One fan who saw the plight Rangers were in before their eventual liquidation in 2012, bet that the club would be relegated with bookmakers Coral. When Coral refused to pay out in the aftermath of Rangers collapse and the new entity beginning life in the fourth tier of Scottish football, the matter ended up in the courts. After a hearing which looked into circumstances of Rangers demise and how the new entity ended up beginning life in the fourth tier of Scottish football, the judge ruled that Rangers had not been relegated and found in favour of the bookmakers.

All of these arguments about whether Rangers as it currently exists is a new or old club are in some respects a smoke screen hiding the real issue here. The EBT scheme which saw Rangers pay tens of millions of tax-free pounds to players they might not otherwise have tempted to Ibrox was and remains the real bone of contention. To be clear, these payments were not illegal but as the Supreme Court of the United Kingdom ruled, they were payments for playing for Rangers and as such should have been subject to tax. For Rangers to pay players in such a manner and to record it in side letters they subsequently hid from the SFA, broke player registration rules. As such players who represented Rangers whilst receiving EBT cash were in breach of SFA rules which state all contracts and payments be recorded with the governing body. It stretches credulity to ask us to believe that Rangers expected scores of footballers to pay back the EBT money they received. The money paid was not loans but wages, and those at in control at Ibrox at the time knew that.

The failure of the Scottish Football authorities to accept the magnitude and gravity of the EBT scandal and to apply the rules on playing improperly registered players demonstrated, at best, a lack of moral fibre. Perhaps they just wanted it all to go away and engage in damage limitation.

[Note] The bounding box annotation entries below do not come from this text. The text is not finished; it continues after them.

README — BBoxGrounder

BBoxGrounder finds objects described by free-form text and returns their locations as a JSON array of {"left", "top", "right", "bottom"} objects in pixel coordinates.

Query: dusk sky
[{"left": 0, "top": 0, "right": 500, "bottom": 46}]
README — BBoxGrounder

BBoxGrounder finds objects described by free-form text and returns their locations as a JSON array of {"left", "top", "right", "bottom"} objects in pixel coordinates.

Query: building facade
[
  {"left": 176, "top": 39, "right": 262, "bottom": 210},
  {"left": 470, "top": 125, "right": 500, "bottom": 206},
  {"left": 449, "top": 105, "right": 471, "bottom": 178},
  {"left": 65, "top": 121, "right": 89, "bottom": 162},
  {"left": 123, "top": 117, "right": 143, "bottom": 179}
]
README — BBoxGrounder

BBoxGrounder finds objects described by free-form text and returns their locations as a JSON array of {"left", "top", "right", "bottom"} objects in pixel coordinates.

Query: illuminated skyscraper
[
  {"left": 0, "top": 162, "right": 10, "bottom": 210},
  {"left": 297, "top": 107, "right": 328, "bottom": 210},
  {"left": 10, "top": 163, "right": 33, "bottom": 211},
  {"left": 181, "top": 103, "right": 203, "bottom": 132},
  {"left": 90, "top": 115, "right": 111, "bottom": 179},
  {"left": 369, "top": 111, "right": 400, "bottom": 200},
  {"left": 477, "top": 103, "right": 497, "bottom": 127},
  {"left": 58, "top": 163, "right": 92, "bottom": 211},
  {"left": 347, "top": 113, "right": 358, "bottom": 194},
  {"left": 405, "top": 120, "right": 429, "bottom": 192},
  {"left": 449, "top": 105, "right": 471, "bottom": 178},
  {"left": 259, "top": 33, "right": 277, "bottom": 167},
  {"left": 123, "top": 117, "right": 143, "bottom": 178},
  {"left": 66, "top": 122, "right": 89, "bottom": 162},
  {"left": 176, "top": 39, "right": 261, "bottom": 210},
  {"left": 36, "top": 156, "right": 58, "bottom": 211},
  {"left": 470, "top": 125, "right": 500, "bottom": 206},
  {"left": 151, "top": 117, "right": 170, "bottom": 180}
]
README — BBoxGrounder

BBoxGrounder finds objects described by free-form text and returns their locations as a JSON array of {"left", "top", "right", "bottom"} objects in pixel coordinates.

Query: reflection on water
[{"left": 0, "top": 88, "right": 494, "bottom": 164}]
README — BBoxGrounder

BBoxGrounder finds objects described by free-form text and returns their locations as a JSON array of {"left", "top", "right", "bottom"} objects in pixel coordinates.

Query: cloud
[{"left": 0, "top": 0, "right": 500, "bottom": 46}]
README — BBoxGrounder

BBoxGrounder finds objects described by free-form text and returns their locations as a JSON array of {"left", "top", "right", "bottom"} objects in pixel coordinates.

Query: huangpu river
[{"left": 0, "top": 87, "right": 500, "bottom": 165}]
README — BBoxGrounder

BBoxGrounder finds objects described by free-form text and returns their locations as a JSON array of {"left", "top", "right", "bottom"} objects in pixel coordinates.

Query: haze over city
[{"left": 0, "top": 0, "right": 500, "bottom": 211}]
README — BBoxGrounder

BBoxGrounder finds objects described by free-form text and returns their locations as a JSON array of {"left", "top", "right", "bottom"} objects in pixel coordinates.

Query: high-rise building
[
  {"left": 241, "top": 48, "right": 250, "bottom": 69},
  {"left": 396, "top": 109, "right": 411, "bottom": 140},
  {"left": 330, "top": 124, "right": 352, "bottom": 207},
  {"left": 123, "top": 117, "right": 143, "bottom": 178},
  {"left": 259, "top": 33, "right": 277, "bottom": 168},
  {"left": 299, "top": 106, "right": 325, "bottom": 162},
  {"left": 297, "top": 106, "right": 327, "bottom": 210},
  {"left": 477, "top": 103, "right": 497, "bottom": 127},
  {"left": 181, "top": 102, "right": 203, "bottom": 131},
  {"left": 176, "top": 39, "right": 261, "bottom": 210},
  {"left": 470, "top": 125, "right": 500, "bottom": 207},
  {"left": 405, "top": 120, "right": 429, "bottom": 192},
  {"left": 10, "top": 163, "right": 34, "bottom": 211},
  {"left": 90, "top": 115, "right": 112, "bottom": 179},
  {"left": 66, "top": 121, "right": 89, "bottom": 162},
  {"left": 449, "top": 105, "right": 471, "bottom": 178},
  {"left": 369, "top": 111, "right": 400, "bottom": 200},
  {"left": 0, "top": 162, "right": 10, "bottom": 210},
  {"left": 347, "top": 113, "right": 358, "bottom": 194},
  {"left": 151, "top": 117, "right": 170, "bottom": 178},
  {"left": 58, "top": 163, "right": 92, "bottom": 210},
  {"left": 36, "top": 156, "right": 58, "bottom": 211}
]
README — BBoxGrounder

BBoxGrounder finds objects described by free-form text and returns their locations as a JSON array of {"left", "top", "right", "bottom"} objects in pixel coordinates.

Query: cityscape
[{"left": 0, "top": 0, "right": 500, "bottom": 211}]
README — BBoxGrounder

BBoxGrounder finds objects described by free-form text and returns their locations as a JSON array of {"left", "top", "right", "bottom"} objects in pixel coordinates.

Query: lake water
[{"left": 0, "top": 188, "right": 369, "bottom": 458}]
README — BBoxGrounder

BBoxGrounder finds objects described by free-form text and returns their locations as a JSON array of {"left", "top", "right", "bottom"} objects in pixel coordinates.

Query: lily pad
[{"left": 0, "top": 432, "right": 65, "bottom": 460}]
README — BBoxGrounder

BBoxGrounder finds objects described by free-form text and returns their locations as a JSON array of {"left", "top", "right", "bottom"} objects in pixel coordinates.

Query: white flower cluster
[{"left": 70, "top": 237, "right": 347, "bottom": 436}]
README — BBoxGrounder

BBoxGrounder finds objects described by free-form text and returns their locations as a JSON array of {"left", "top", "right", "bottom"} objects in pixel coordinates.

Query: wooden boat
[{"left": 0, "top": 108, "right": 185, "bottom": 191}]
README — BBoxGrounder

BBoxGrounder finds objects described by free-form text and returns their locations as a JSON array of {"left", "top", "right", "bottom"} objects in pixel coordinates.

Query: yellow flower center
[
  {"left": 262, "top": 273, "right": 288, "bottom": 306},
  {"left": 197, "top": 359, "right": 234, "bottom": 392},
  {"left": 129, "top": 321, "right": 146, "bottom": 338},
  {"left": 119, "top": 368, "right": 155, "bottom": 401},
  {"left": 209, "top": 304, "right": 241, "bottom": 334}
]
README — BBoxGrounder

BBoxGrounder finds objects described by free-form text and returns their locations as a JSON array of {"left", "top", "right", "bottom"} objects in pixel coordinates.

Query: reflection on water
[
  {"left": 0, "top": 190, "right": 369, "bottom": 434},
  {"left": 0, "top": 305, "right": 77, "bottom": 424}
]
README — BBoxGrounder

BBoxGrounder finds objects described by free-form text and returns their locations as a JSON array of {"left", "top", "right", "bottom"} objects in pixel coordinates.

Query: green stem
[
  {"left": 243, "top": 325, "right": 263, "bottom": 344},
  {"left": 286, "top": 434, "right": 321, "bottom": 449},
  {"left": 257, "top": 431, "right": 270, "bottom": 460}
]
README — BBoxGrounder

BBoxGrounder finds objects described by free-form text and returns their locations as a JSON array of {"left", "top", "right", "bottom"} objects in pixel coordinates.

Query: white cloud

The new club/old club debate will probably rumble on for years. There are so many contradictions and vested interests which muddy the waters. Rangers will doubtless celebrate ‘150’ years of the club next year but when sued by a man abused as a boy by former coach Gordon Neely, referred him to the administrators of the old Rangers. If they are the same club then perhaps they should accept moral responsibility for what went on at the old club?

I hesitated to use the above example as I abhor the point scoring which goes on in Scottish football in relation to abuse scandals at various clubs. Let me therefore balance that paragraph by adding that Celtic too has a moral duty to those affected by what occurred at the Celtic Boys Club.

In the final analysis the dichotomy is a simple one; supporters will say that the soul of their club lies with them and can never die. Legally clubs can die as Third Lanark and others proved but what happened to Rangers in 2012 will probably be argued over forever. The mythology of a famous old club being kicked when it was down appeals to some, just as the idea of an arrogant and corrupt institution collapsing under the weight of its own arrogance and greed appeals to others. There is no doubt that many Rangers fans are of the opinion that they were unjustly treated in 2012 and a myth of jealousy, hatred and victimhood has grown in their minds.

In a post truth world where objective facts seem less persuasive than appeals to emotion, it remains for each of us to make up our own minds about the past. As time moves on it may become less important whether Rangers are a new club or remain the club Moses McNeill knew in 1872. There is little doubt though that those who argue that Rangers are the same club would be arguing the complete opposite had Celtic gone under in 2012 and that lack of objectivity makes honest discussion difficult.

The building of trust in those who run our game is an ongoing process which is far from complete though. They faced a very difficult situation in 2012 and didn’t handle it particularly well. Let’s hope our game revives and should we ever face the same situation again that the protocols and rules are clear and transparent as the confusion of 2012 added to the mess.